Karena itu, Komisi X telah membuka ruang bagi berbagai pemangku kepentingan, termasuk kalangan mahasiswa, untuk menyampaikan aspirasi sejak tahap awal penyusunan rancangan undang-undang tersebut.
Hal itu disampaikan Hetifah saat memimpin Rapat Dengar Pendapat Umum (RDPU) Komisi X DPR RI bersama Ikatan Mahasiswa Magister Hukum Universitas Indonesia (IMMH UI) dan Koalisi Nasional Pemuda Mahasiswa Indonesia (KNPMI) di Gedung DPR Jakarta, Senin (6/7/2026).
Menurut Hetifah, berbagai masukan yang disampaikan dalam forum tersebut akan menjadi perhatian serius Panitia Kerja (Panja) RUU Sisdiknas.
Dia mengapresiasi kajian yang dipaparkan kedua organisasi mahasiswa karena dinilai komprehensif, kritis, dan tidak hanya didukung referensi akademik, tetapi juga berangkat dari pengalaman nyata di lapangan.
“Saya kira kajian yang disampaikan sangat komprehensif dan kritis. Pendekatannya di satu sisi sangat akademik, banyak menggunakan referensi, tetapi juga sangat valid karena menggunakan pengalaman sendiri. Jadi betul-betul dari hati dan dari apa yang teman-teman lihat dan rasakan,” ujar Hetifah.
Dikatakan, penyusunan RUU Sisdiknas masih melalui tahapan panjang. Hingga saat ini, Komisi X telah menyerap masukan dari lebih dari 56 institusi dan lembaga sebagai bagian dari penyusunan naskah akademik dan draf RUU.
“Hingga saat ini sudah lebih dari 56 institusi dan lembaga yang kami undang untuk kami dengar seperti sekarang. Bahkan proses yang terjadi saat ini belum selesai pada tahap pertama, yaitu penyusunan draf naskah akademik dan RUU,” jelasnya.

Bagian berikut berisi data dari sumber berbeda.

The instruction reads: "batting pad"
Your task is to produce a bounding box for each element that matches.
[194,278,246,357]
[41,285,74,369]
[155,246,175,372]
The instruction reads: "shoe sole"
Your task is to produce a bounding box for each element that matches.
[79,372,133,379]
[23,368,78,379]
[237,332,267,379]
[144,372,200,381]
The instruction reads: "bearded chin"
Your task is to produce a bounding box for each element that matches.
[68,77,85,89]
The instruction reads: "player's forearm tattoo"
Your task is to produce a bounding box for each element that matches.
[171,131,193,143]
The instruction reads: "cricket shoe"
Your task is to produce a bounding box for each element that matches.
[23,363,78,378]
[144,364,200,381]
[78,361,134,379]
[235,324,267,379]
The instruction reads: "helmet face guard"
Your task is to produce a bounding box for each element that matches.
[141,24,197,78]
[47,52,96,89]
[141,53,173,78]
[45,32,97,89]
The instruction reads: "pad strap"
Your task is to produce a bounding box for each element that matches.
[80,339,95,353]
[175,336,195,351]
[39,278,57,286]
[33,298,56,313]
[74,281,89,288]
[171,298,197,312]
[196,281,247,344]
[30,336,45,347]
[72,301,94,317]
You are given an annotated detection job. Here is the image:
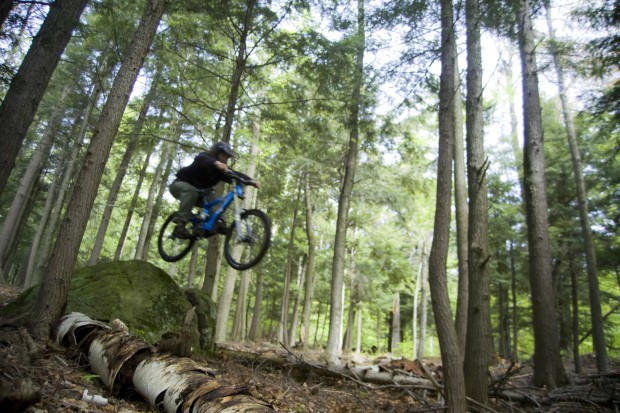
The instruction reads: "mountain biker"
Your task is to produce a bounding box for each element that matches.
[169,142,260,238]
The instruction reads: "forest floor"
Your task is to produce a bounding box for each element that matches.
[0,285,620,413]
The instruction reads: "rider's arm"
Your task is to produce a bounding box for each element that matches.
[228,168,260,188]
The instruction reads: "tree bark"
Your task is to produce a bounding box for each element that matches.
[544,3,609,373]
[29,0,165,338]
[278,182,301,343]
[134,142,173,261]
[300,172,316,345]
[390,293,400,353]
[32,84,102,282]
[418,272,428,360]
[517,0,567,390]
[88,69,159,265]
[0,87,69,281]
[463,0,492,410]
[248,271,265,341]
[114,151,152,261]
[0,0,88,194]
[429,0,466,413]
[326,0,366,363]
[288,257,306,347]
[454,58,469,355]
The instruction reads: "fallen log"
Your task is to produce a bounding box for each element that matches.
[56,313,274,413]
[220,347,436,391]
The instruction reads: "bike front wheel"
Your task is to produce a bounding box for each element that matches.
[224,209,271,270]
[157,214,196,262]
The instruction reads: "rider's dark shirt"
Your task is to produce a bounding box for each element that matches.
[177,152,245,189]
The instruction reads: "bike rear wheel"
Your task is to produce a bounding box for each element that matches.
[157,214,196,262]
[224,209,271,270]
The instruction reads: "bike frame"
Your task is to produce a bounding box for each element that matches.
[192,179,243,234]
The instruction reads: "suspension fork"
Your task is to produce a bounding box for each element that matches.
[233,179,243,241]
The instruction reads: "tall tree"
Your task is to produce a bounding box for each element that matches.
[545,2,609,373]
[0,0,88,194]
[0,86,69,281]
[88,65,159,265]
[29,0,166,338]
[428,0,466,413]
[464,0,491,405]
[517,0,567,389]
[300,171,316,346]
[326,0,366,362]
[453,62,469,355]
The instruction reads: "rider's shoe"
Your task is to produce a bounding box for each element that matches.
[172,224,193,239]
[215,218,228,235]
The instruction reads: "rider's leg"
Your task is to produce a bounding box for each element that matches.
[170,180,198,236]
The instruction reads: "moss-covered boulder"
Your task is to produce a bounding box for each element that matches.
[3,260,215,354]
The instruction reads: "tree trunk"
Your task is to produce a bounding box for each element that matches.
[134,142,173,261]
[0,0,16,28]
[233,117,260,340]
[544,3,609,373]
[88,69,159,265]
[32,83,105,282]
[288,256,306,347]
[463,0,492,410]
[418,272,428,360]
[300,172,316,345]
[30,0,165,339]
[429,0,466,413]
[570,260,581,374]
[248,271,265,341]
[411,242,426,359]
[326,0,366,363]
[278,186,301,343]
[0,87,69,281]
[454,58,469,355]
[114,151,152,261]
[508,241,519,361]
[0,0,88,194]
[390,293,400,353]
[517,0,567,390]
[232,271,252,341]
[141,151,174,261]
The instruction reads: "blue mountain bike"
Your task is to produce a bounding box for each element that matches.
[157,170,271,270]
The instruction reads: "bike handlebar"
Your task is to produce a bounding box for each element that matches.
[228,169,256,186]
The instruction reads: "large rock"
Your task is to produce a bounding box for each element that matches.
[6,261,215,354]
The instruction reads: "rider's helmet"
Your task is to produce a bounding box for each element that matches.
[211,142,237,158]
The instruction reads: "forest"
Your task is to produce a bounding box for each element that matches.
[0,0,620,412]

Legislator Fraksi Partai Golkar itu menuturkan, meski pembahasan internal Panja masih dilakukan secara tertutup, proses penerimaan aspirasi tetap berlangsung terbuka. Langkah tersebut diperlukan agar pembahasan pasal demi pasal dapat dilakukan secara cermat sebelum draf disampaikan kepada Badan Legislasi (Baleg) DPR RI.

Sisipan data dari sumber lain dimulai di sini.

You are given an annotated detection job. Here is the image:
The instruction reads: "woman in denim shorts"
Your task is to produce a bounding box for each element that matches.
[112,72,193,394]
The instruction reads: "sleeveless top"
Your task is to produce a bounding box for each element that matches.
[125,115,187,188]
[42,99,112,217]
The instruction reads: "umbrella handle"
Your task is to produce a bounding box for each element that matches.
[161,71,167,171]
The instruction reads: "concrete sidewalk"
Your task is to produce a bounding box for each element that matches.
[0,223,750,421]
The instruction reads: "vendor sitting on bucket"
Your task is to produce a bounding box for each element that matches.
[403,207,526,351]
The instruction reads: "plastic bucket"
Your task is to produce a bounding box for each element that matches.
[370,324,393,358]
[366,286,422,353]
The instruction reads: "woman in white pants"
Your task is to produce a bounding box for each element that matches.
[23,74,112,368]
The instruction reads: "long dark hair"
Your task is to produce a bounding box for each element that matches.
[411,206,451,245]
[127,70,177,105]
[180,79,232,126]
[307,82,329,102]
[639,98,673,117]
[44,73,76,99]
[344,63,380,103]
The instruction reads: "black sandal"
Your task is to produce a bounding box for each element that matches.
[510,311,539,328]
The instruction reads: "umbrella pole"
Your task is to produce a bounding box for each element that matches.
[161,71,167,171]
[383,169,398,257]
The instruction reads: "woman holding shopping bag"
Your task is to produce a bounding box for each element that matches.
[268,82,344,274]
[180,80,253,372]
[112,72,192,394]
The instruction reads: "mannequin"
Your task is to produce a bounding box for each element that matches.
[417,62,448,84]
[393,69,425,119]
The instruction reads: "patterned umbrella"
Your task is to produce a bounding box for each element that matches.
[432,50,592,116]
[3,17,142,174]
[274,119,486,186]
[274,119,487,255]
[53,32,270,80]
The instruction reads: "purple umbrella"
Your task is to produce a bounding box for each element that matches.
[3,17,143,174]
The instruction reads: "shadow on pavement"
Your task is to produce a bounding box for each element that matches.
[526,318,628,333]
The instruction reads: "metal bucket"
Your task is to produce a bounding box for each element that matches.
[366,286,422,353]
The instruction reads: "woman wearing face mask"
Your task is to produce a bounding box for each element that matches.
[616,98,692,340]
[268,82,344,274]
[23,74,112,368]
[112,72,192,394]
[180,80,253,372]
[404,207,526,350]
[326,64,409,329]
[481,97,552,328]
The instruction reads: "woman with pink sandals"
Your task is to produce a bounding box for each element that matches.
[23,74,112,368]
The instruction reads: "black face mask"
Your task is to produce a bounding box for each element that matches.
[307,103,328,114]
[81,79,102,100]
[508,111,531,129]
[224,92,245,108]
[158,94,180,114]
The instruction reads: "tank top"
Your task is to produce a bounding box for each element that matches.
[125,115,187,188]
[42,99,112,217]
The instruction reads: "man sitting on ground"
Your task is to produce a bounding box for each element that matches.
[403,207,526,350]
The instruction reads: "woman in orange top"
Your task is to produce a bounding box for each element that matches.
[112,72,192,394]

“Yang kami lakukan sekarang justru sebelum naskah itu pun kita susun, kami berusaha menerima berbagai masukan. Namun, yang menggodoknya memang internal. Proses penerimaan masukan semuanya berjalan terbuka,” katanya.
Hetifah menegaskan, partisipasi masyarakat akan terus menjadi prinsip utama dalam penyusunan RUU Sisdiknas.
Bahkan, penguatan partisipasi publik akan diakomodasi sebagai salah satu substansi dalam regulasi tersebut agar masyarakat memiliki ruang lebih besar dalam perumusan kebijakan strategis di bidang pendidikan.
“Membuat satu undang-undang yang komprehensif membutuhkan proses partisipasi yang bermakna. Itu yang kami pegang dalam penyusunan RUU Sisdiknas,” tegas Politisi asal Daerah Pemilihan Kalimantan Timur itu.
Dia berharap berbagai gagasan yang disampaikan akademisi, mahasiswa, dan pemangku kepentingan lainnya dapat memperkaya substansi RUU sehingga mampu melahirkan sistem pendidikan nasional yang lebih baik, berkeadilan, dan menjawab tantangan pendidikan Indonesia ke depan.